University celebrates Heritage Week

Katia Faroun | Photo Editor
Students played basketball as part of the university’s birthday celebration.
Katia Faroun | Photo Editor
Students played basketball as part of the university’s birthday celebration.

Meredith Blakely | Staff Writer


Heritage Week is a three-day yearly event that celebrates all things Duquesne. Duquesne University was founded 140 years ago on Oct. 1, 1878. This year marks the 6th annual Heritage Week that commemorates Duquesne’s birthday and the university’s Catholic Spiritan heritage.

Each year, Duquesne celebrates Heritage Week beginning on Monday, Oct. 1 and concluding on Wednesday, Oct 3. These three days were full of celebration, such as the university birthday party on A-Walk on Monday, which featured three tables including food, free T-shirts and games.

Tuesday’s events included a Mass celebrating the Feast Day of Claude Poullart de Places, a Feast Day Luncheon and a “Feast on Feast Day Giveaway.” To conclude the festivities, Wednesday night there was a Food, Faith and Culture Night.

Duquesne President Ken Gormley noted that the university’s mission is fundamental to the university. As a Spiritan university, Gormley encourages Duquesne to look back on and celebrate its roots during this week, because they make Duquesne what it is today.

“As a Catholic Spiritan University, our mission is at the heart of everything we do,” Gormley said.

Duquesne’s mission began prior to the birth of the university, when the Spiritan order was founded by Claude Poullart de Places.

De Places graduated from high school merely at age 16 as the valedictorian, attending Saint-Thomas College in Rennes. His valedictorian speech impressed the Royal Family, leading them to invite him to Versailles in Paris.

From there, De Places attended and graduated from law school, later deciding to become a priest. At the age of 24, he founded the Spiritan order, but passed away six years later.

“These dedicated Spiritans rolled up their sleeves, and through their vision, made Duquesne University the special place it is today. This history serves as an inspiration to our whole campus community, as we continue to live out the mission envisioned by our founders, each day, by serving our students and the community at large,” Gormley said.

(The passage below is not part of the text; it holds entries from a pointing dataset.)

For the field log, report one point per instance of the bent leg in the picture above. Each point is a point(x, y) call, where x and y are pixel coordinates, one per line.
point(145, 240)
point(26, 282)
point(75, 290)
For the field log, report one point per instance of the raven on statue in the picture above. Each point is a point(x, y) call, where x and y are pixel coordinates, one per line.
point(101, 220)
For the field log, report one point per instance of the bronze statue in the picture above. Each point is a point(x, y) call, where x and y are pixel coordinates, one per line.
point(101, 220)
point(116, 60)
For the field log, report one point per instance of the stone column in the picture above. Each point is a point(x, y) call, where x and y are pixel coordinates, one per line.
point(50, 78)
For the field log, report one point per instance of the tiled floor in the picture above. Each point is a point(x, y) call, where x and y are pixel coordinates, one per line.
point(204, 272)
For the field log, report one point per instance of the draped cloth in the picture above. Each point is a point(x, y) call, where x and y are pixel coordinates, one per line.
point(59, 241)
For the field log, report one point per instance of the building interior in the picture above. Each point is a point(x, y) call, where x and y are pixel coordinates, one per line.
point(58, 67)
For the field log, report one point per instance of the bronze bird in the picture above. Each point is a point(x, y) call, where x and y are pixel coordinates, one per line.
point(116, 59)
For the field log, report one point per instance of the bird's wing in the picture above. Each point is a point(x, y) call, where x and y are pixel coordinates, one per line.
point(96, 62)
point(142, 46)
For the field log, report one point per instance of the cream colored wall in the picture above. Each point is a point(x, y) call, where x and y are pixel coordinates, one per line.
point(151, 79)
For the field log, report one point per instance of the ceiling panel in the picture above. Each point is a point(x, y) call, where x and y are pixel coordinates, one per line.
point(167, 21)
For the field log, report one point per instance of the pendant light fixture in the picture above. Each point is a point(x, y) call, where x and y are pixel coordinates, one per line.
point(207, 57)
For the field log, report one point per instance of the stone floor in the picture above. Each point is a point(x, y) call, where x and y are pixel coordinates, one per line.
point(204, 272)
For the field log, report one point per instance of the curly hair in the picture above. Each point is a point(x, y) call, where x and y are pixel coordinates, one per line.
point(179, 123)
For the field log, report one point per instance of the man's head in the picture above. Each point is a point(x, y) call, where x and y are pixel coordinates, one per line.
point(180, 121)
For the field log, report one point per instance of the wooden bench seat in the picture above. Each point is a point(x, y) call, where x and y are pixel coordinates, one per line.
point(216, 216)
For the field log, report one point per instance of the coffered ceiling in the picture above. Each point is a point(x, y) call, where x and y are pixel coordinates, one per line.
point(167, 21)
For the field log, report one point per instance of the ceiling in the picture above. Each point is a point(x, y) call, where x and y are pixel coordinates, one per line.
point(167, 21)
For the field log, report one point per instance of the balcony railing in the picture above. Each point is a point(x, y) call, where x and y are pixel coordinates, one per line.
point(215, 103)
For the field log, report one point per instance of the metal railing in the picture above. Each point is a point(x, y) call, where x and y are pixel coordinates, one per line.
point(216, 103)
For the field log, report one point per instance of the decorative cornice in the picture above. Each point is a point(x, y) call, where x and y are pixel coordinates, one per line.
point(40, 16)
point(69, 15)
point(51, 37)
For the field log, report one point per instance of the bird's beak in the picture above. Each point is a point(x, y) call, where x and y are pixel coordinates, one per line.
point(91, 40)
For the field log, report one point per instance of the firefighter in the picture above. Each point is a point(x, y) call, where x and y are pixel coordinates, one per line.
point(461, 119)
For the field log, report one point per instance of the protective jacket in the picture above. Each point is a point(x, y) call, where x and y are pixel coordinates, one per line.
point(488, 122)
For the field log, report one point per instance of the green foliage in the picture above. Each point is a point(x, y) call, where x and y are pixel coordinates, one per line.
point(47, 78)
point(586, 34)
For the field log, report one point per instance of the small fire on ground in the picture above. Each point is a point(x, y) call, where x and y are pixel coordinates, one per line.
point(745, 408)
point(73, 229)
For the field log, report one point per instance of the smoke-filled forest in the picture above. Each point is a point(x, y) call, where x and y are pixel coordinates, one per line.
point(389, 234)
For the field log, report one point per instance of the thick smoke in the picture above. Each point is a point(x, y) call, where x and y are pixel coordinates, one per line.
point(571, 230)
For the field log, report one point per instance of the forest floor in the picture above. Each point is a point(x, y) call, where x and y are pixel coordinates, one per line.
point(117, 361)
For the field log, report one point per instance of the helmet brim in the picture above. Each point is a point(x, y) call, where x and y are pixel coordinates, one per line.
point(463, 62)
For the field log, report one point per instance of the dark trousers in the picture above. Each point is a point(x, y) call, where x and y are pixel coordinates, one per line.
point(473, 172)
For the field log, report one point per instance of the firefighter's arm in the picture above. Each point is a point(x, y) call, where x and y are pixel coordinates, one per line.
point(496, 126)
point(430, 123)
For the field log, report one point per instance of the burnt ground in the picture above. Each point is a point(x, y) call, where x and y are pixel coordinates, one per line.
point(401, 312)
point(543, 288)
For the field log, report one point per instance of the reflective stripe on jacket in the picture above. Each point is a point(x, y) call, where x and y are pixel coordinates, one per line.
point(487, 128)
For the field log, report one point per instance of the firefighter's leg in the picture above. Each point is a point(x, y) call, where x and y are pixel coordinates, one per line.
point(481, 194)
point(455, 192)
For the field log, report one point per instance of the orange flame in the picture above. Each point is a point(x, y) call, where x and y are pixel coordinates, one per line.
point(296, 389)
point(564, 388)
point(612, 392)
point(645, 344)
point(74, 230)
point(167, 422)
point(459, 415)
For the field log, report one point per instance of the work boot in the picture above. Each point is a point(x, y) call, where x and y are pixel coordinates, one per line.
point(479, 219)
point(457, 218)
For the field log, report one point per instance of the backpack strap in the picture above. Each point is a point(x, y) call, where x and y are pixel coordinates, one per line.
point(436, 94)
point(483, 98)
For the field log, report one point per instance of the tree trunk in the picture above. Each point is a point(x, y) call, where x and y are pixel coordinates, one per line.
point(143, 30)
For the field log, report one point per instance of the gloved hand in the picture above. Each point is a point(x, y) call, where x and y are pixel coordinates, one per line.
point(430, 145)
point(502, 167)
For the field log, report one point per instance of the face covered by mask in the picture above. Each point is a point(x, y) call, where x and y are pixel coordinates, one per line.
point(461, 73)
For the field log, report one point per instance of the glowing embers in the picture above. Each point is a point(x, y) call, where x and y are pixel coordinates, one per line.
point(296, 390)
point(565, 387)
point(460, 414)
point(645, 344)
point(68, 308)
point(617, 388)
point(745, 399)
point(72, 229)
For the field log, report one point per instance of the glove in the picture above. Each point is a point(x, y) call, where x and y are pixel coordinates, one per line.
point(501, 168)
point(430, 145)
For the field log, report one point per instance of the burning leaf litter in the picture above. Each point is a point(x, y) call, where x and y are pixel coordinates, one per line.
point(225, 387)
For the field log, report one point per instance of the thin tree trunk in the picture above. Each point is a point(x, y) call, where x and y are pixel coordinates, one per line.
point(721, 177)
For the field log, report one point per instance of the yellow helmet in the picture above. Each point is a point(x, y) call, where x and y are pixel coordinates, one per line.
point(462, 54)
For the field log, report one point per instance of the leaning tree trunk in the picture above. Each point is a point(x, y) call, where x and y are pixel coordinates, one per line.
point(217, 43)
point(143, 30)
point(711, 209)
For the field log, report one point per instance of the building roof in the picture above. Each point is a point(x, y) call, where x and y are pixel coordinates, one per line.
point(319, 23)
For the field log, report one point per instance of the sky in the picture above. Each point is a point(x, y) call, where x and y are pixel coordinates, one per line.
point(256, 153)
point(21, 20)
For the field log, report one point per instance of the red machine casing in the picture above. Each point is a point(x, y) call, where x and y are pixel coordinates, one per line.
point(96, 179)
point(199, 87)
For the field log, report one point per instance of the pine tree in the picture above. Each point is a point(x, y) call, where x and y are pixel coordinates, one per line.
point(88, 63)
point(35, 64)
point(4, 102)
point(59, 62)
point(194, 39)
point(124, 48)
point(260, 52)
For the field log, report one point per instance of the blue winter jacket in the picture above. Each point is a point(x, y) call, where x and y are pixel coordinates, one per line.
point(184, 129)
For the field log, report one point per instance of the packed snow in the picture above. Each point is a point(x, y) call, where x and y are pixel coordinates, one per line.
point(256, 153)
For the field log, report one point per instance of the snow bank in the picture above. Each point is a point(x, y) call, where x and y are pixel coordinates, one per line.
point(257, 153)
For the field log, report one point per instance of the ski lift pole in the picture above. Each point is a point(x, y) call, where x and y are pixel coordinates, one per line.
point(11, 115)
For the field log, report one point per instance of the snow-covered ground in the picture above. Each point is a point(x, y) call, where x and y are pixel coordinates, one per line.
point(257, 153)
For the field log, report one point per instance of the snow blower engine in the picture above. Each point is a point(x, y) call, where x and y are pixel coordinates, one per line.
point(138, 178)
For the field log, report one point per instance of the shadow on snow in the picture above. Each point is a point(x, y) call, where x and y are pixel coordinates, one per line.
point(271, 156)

Luci-Jo DiMaggio, the director of mission animation in the Division of Mission and Identity, showed much enthusiasm as she explained the significance of creating such a week.

“At Duquesne, our Catholic Spiritan roots and mission drive everything we do here,” DiMaggio said. “Heritage Week celebrates both our Spiritan roots and the founding of our university.”

Heritage Week falls on the same week as Homecoming this year, calling for even more festivities.

Homecoming and Heritage Week both celebrate Duquesne University in different ways. Homecoming, however, takes place from Oct. 5 to Oct. 7, and welcomes home alumni. Similar events as those for Heritage Week will take place over the course of the three days celebrating Homecoming.

Normally, these gatherings do not fall during the same week, but this year they do, as DiMaggio mentioned.

“We are very lucky that [Heritage Week] falls during Homecoming Week most years as this seems to be the best possible way to celebrate all things Duquesne!” DiMaggio said. “Unfortunately, that does not always work out like it has the last two years.”

Gormley shared his thoughts regarding Heritage Week.

“As Duquesne celebrates its 140th birthday,” Gormley said, “this is a wonderful opportunity to look back proudly on the foundation laid by the Spiritan missionaries who came to Pittsburgh to provide educational opportunities to recent immigrants and their families.”

He invited the community to join the festivities and celebrate the founding of Duquesne University.

“I encourage the entire Duquesne family to participate in the activities we have planned for Heritage Week, and to use this occasion to reflect upon how fortunate we are to be part of such a remarkable institution of higher education,” Gormley said.